Sekar pun benar-benar diam dan aku semakin ingin berhati-hati. Aku tak siap bila harus dibenci sebesar itu andai Vian juga tahu sisi munafikku. Yah, aku tak siap dibenci siapa pun.

***

Menjadi siswi SMA Pelita Bangsa sudah menjadi impianku sejak SD. Alasannya bukan karena obsesi menjadi murid sekolah bonafid, tapi demi mengulang suatu momen. Momen yang jauh terjadi bahkan sebelum aku menjadi siswi sekolah ini.

Waktu itu aku masih kelas 3, tak sengaja mem-format harddisk komputer papa, kesalahan besar yang membuat papa murka. Masih kuingat betapa papa marah hingga tak bisa kukenali, hingga mama harus mengungsikanku malam itu juga.

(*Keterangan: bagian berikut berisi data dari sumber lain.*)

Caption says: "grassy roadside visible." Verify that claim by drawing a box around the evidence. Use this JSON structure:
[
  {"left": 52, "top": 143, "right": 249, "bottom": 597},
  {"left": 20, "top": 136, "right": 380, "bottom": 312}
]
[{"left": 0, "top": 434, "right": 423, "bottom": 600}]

Kami sama-sama tak tahu harus pergi ke mana, tiba-tiba saja berakhir di suatu kerumunan, pasar malam di sekolah menengah! Di sanalah aku dan mama sama-sama menghibur diri, menonton pertunjukan wayang orang sambil makan jagung bakar, menyedot minuman blender kesukaanku.

Malam itulah ... pada momen itulah aku benar-benar memiliki mama tanpa perlu berbagi dengan Sal. Tentu saja aku selalu ingin mengulang momen itu, harus sedikit kecewa setelah tahu kalau pasar malam di sekolah SMA ini hanya ada setahun sekali. Semakin besar semakin kuketahui kalau namanya Festival Budaya ... program tahunan SMA Pelita Bangsa.

Kupikir dengan menjadi siswi sekolah itu, aku bisa tampil menjadi salah satu pengisi acara, mengajak mama datang untuk menonton apa pun yang kutampilkan, menyambutku turun dari panggung dengan aplaus dan acungan jempol.

Sepertinya ... harapanku itu hanya separuh terwujud ya! Justru setelah menjadi siswi SMA Pelita Bangsa, gapura festival ini tak pernah sekalipun kulewati bersama mama. Baiklah, selamat datang, diriku seorang!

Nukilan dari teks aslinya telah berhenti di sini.